1 Foi preciso esperar pela racionalidade. Demorou um bocadinho, tão borbulhantemente absurda era a festa das vitórias. Das supostas vitórias. Foi preciso deixar correr o pano sobre aquela embaraçante fantasia, esperar que passasse o efeito do equívoco e não fora a realidade fria dos números, e ainda teríamos escorregado na passarelle: uns festejando-se audivelmente como nos circos (ou deveria dizer como em Marte?); outras, anunciando vitórias sobre o próprio esqueleto da perda de votos, outros ainda garantindo saúde eleitoral onde ela acabava justamente de faltar. E mesmo o maestro titular Costa, triunfante com as suas distribuições, reposições e correcções de “injustiças” logradas pela sua generosa governação, terá ficado aquém do que no seu intimo suporia ser a felicidade do povo, traduzida em votos. (António Costa queria tanto a maioria absoluta et pour cause, que até me ocorreu que o fantasma de Salgado Zenha e o seu veemente grito de “PS SOZINHO” tivesse pairado sobre o desfecho eleitoral, só para negar ao actual chefe socialista a sua pretensão maioritária…) Voltando à gente de carne e osso e deixando os fantasmas (houve mais) de lado: qualquer leitura séria dos números eleitorais não só desautoriza como descredibiliza as exuberantes palavras e o ruidoso júbilo testemunhados domingo à noite. No fundo, menorizando descaradamente a plateia do país e tomando-a convenientemente por parva, assistiu-se a uma espécie “de fazer de conta” mas… para quê e enganar quem?

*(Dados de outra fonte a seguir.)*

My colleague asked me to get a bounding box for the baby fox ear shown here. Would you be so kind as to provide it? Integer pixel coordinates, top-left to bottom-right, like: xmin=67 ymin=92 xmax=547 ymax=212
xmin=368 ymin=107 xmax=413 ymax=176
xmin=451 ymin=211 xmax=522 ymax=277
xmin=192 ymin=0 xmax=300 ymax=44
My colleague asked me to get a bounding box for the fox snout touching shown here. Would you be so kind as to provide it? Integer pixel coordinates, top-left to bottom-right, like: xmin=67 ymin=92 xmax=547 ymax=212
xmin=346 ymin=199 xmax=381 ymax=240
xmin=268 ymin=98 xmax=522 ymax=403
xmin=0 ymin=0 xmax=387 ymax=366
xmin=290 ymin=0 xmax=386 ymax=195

Dizer que foi uma das mais surreais performances politico-mediáticas a que me lembro de assistir (infelizmente nem sequer divertida) é dizer pouco.

2 Pareceu-me esbarrar por estes dias com a ideia — nalguns casos, com a certeza — de um PS fortíssimo, reforçado pela recente votação, senhor e dono, podendo pôr e dispor de tudo. À superfície, sim, claro, foi ele o “vencedor destacado”, como no ciclismo. No fundo, já é menos certo: 2019 em nada se assemelha a 2015 onde era preciso apear Passos Coelho, esconjurar de vez o seu fantasma (eu não dizia?) e ser convictamente mãos largas, gozando as delícias de um excelente ciclo económico (onde se mimavam os funcionários públicos, filhos da governação, deixando de fora todos os outros, destratados como enteados). Hoje tudo mudou, mesmo que (ainda) não pareça: as condições são piores (basta ouvir o anúncio de mau tempo, feito ontem pela nova líder do FMI); a fragmentação é maior; lá fora os ventos políticos sopram rajadas que podem chegar até aqui. Além, claro, de que os futuros parceiros do chefe do governo, assentes no que chamam sem conhecimento de causa “as nossas boas condições económicas”, serão muito mais exigentes — tratem-se ou não dos mesmos parceiros. E far-se-ão mais caros, e alguns hesitarão mesmo entre abrir a mão ou fechar a porta ao PS. Sim, não é nada a mesma coisa. E mais: agora que o maestro pode escolher e tem por onde escolher, tudo lhe competirá exclusivamente a ele, e só a ele: desde o ser capaz da “boa” escolha ao assumir a responsabilidade de que ela se cumpra. Sucede que sempre vimos António Costa exibir com notável à vontade a segurança que lhe advinha da facilidade: distribuía, dava, revertia, gastava, cativava, disfarçava. Uma segurança muito cómoda ontem, irrepetível porém amanhã.